It is rare to think that a former Wimbledon finalist and French Open winner could be flying under the radar of a Wimbledon lacking a Serena, a Maria, and a Vika (now gone in the 4th round of her post baby slam return); however, that seems to be the case for Garbine Muguruza. Even after defeating world #1 Angie Kerber, much of the discussion among TV commentators and fans on social media revolves around the fresher faces in the field and the more feel good stories left in the draw. As a tennis world breathlessly dreams about and awaits the return of Venus Williams to the championship match, or cheers homegrown Jo Konta on to the quarterfinals, many have not taken notice of the superb brand of tennis the 2016 French Open champion is playing.
On paper, Muguruza’s defeat of Kerber wouldn’t seem that impressive or surprising. Kerber has struggled all season finding the form that vaulted her to #1 in the world last year and won her two Slam titles. This underachievement on her part mutes the result in the media for Mugurugza; however when digging deeper into the match, you see that there is more too this victory and her play over the course of the tourney. Kerber had strung together three wins in a row–tough wins, but wins nonetheless and took the first set of the match against the Spaniard. Last season, a less that confident Mugurugza might have struggled to find her footing, sprayed groundstrokes two feet long pass the baseline, yelled at her box and coach for her lack of heart or preparation. This season though, this tournament, Muguruza found her footing. Muguruza confidently blasted her groundstrokes into the deep corners keeping Kerber off balance. Approached the net often and timely, and fired 50 winners. The 14 seed, raised her service level, firing aces and big second serves to the body. She fought back from break points. Pumped her fist with each meaningful point won, and was steely eyed in the face of vigorous opposition.
Muguruza’s ability to keep her nerve and fight off break points in stressful moments of a match is a defining mark of her improved play this season. Muguruza has fought off break point 46% of the time she has faced those dreaded points. Her ability to fend off these momentum changing points, is 6% points higher that the average of those seeded above her, and a whopping 10% higher than those seeded below her. In a game where breaks of serve are very common (on the WTA tour) the ability to hold serve puts her at a stark advantage from the start. Muguruza has always had a mighty serve, a true weapon in her arsenal, but her ability to protect that weapon, to use that weapon to protect her leads in sets and matches is what is helping her cut through this draw in impressive form.

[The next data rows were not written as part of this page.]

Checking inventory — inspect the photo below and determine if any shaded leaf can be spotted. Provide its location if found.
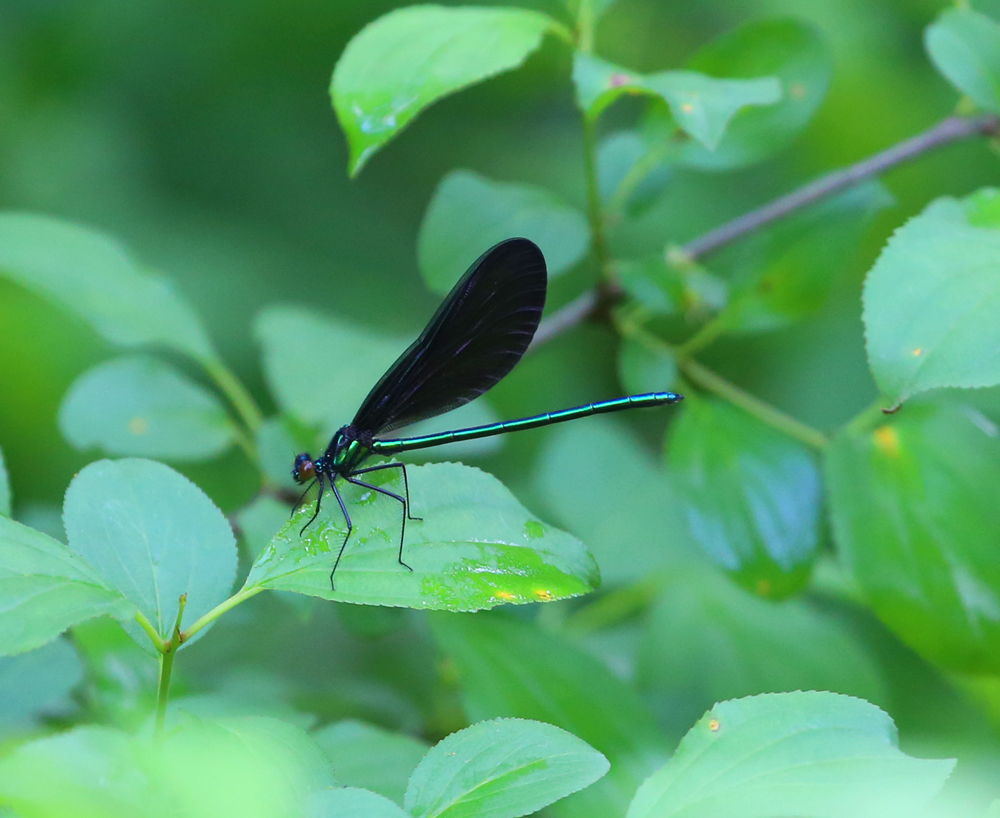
[628,692,955,818]
[312,721,430,804]
[826,405,1000,673]
[0,725,143,818]
[597,131,673,215]
[156,716,335,818]
[330,6,556,176]
[247,463,599,611]
[236,489,312,616]
[431,614,667,815]
[667,400,820,598]
[864,198,1000,404]
[618,337,677,395]
[417,170,590,295]
[723,181,894,332]
[0,213,216,361]
[63,458,236,646]
[660,18,833,170]
[924,8,1000,113]
[615,253,680,315]
[59,356,235,460]
[308,787,408,818]
[0,449,10,517]
[0,517,135,655]
[636,564,886,734]
[532,418,697,584]
[573,53,781,150]
[404,719,609,818]
[0,639,83,732]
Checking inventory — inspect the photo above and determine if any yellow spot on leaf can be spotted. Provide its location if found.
[875,426,899,457]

Beyond the nuts and bolts of her serve, Muguruza has displayed a calm focused demeanor with the press about her expectations for this tournament. Prior to her match against Kerber, Muguruza couldn’t be goaded by the British press into saying anything colorful about playing the current (for 1 more day) number one. Muguruza who can typically be very open in press and on the court was diplomatic. When asked about the opportunity at Wimbledon with a wide open draw, with no former champions remaining, Muguruza simply said, “Yeah, maybe everybody’s thinking, Oh, what a nice chance. But I got to go out there and make that true. I’m motivated. I have toughest rounds to come. I’m just looking forward for it. I’m not thinking that far, like most people do. Maybe they’re thinking, Who am I playing next round, the next round? They’re making the whole speculation thing.For me, it’s just more simple than that. I’m just going to take care of my next match and we see from there. It’s just like that.”

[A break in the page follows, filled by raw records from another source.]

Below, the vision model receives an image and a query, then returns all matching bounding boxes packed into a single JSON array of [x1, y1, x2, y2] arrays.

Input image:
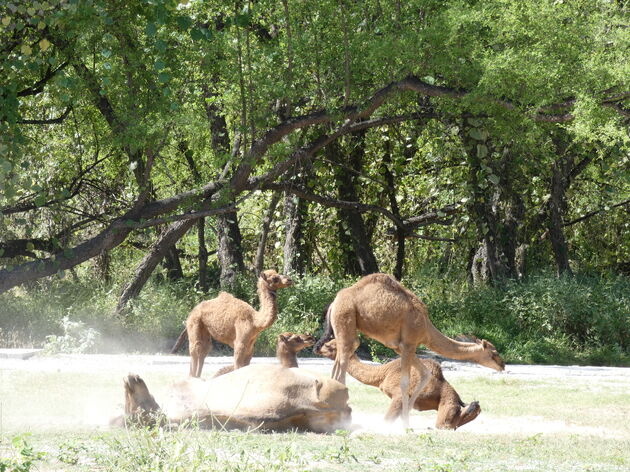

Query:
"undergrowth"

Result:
[[0, 274, 630, 365]]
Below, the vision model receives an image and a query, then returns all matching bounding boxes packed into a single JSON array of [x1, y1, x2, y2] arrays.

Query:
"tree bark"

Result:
[[329, 131, 378, 275], [116, 220, 195, 316], [283, 193, 308, 275], [217, 211, 245, 291], [254, 192, 281, 274], [383, 135, 405, 280]]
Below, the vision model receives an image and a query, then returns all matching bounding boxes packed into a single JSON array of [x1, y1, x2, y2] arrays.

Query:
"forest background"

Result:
[[0, 0, 630, 365]]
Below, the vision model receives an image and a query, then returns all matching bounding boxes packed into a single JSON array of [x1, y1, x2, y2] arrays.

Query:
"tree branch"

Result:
[[17, 107, 72, 125]]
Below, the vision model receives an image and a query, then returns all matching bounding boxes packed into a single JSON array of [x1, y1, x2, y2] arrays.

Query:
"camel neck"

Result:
[[255, 279, 278, 329], [348, 354, 385, 387], [423, 318, 483, 362], [276, 343, 298, 368]]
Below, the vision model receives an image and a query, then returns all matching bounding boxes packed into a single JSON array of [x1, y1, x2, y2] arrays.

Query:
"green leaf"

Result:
[[234, 13, 251, 28], [158, 72, 171, 84], [488, 174, 501, 185], [155, 39, 167, 52], [34, 193, 46, 207], [144, 23, 157, 36], [190, 28, 205, 41], [477, 144, 488, 159], [468, 128, 483, 141], [177, 16, 192, 31]]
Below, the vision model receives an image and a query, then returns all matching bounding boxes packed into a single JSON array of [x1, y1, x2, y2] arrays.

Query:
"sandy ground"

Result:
[[0, 349, 630, 436]]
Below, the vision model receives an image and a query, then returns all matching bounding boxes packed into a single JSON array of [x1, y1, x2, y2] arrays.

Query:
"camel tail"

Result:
[[171, 328, 188, 354], [313, 301, 335, 355]]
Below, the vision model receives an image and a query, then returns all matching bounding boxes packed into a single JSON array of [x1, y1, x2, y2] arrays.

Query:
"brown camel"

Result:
[[317, 339, 481, 429], [110, 365, 351, 432], [171, 270, 293, 377], [212, 333, 315, 378], [317, 274, 505, 427]]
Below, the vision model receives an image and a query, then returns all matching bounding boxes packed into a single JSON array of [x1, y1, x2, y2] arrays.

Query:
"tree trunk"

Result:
[[162, 244, 184, 282], [547, 156, 573, 276], [216, 211, 245, 291], [116, 220, 195, 316], [283, 190, 308, 275], [197, 218, 208, 293], [203, 87, 247, 291], [327, 132, 378, 275], [254, 193, 281, 275], [383, 135, 405, 280]]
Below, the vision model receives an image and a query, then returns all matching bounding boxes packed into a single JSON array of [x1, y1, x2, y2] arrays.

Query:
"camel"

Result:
[[212, 332, 315, 378], [315, 274, 505, 427], [317, 339, 481, 430], [110, 365, 352, 433], [171, 270, 293, 377]]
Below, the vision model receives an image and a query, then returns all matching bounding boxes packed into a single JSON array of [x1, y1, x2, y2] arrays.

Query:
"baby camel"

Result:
[[212, 333, 315, 378], [171, 270, 293, 377], [317, 339, 481, 429], [316, 274, 505, 427]]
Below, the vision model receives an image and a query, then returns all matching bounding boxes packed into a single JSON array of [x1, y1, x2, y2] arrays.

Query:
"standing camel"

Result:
[[171, 270, 293, 377], [316, 274, 505, 427], [316, 339, 481, 429], [212, 333, 315, 379]]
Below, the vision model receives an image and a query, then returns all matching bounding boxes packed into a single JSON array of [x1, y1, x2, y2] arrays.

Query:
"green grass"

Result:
[[0, 360, 630, 472]]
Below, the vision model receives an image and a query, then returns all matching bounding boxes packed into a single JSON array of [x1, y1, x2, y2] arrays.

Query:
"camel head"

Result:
[[123, 374, 160, 415], [278, 333, 315, 353], [259, 269, 293, 292], [316, 338, 361, 361], [476, 339, 505, 372]]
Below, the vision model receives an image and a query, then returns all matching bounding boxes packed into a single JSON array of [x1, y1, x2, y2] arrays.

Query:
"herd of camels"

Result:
[[112, 270, 505, 432]]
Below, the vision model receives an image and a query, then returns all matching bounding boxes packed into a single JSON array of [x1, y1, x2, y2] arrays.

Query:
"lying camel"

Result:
[[212, 333, 315, 378], [110, 365, 351, 433], [317, 339, 481, 429], [316, 274, 505, 427], [171, 270, 293, 377]]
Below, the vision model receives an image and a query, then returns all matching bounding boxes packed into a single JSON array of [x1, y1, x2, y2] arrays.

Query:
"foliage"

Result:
[[44, 316, 100, 354], [0, 434, 46, 472]]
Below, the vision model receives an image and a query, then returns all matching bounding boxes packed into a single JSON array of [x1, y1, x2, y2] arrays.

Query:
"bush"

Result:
[[0, 271, 630, 365]]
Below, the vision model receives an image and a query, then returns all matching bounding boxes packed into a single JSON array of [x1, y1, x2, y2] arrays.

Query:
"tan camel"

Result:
[[110, 365, 351, 433], [212, 333, 315, 378], [316, 274, 505, 427], [171, 270, 293, 377], [317, 339, 481, 429]]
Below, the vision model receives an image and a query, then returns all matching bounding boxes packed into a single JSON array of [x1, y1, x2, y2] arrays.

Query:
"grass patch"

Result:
[[0, 358, 630, 472]]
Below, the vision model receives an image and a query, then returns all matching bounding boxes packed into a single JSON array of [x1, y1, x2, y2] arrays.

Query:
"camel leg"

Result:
[[385, 395, 402, 423], [400, 344, 416, 429], [234, 342, 253, 370], [330, 308, 357, 385], [435, 398, 461, 429], [188, 323, 212, 377], [457, 402, 481, 428], [409, 358, 431, 407]]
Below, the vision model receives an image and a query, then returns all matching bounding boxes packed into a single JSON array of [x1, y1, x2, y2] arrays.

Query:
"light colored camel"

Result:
[[212, 332, 315, 378], [317, 274, 505, 427], [110, 365, 351, 433], [171, 270, 293, 377], [317, 339, 481, 429]]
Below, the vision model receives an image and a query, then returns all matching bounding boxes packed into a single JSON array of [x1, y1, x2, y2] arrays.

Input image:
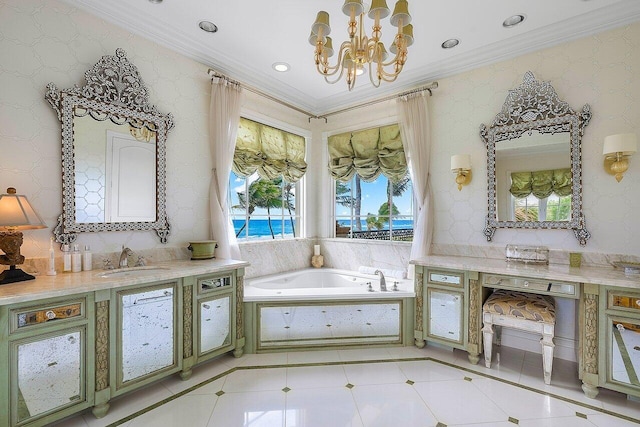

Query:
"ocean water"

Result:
[[233, 219, 413, 239], [233, 219, 298, 239]]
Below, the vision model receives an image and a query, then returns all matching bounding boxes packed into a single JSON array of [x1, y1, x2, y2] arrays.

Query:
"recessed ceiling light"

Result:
[[198, 21, 218, 33], [442, 39, 460, 49], [271, 62, 291, 73], [502, 15, 524, 28]]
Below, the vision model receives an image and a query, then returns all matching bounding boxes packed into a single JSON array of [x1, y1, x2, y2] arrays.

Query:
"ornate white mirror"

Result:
[[45, 49, 173, 244], [480, 71, 591, 245]]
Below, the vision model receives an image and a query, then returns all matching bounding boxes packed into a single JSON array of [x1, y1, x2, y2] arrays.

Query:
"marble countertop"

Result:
[[410, 255, 640, 289], [0, 259, 249, 306]]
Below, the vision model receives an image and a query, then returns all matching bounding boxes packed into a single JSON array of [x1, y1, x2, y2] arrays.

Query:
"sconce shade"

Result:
[[451, 154, 471, 172], [368, 0, 391, 19], [602, 133, 638, 156], [390, 0, 411, 27], [0, 187, 46, 231], [0, 187, 46, 285]]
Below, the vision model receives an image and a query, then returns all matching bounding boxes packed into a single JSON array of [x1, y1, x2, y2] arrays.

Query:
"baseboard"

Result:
[[501, 328, 578, 362]]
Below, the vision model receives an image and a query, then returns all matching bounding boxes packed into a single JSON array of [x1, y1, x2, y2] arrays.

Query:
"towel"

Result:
[[358, 265, 407, 279]]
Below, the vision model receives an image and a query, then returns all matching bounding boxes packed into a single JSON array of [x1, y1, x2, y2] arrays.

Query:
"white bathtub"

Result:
[[244, 268, 415, 302], [244, 268, 415, 353]]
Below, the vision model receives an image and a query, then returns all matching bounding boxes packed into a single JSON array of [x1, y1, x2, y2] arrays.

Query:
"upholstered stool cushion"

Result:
[[482, 289, 556, 323]]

So although many haven’t seen it because of scheduling decisions of the Wimbledon brass and because of her misleading ranking of #14. And although many haven’t heard her, because of her politically correct responses to bating press questions, Muguruza is playing great tennis and seems to found a level of confidence and maturity lacking at the end of 2016. Her play has been champions level; her attitude has been presidential; her focus has been pointed and tactical. The field should take notice and be worried.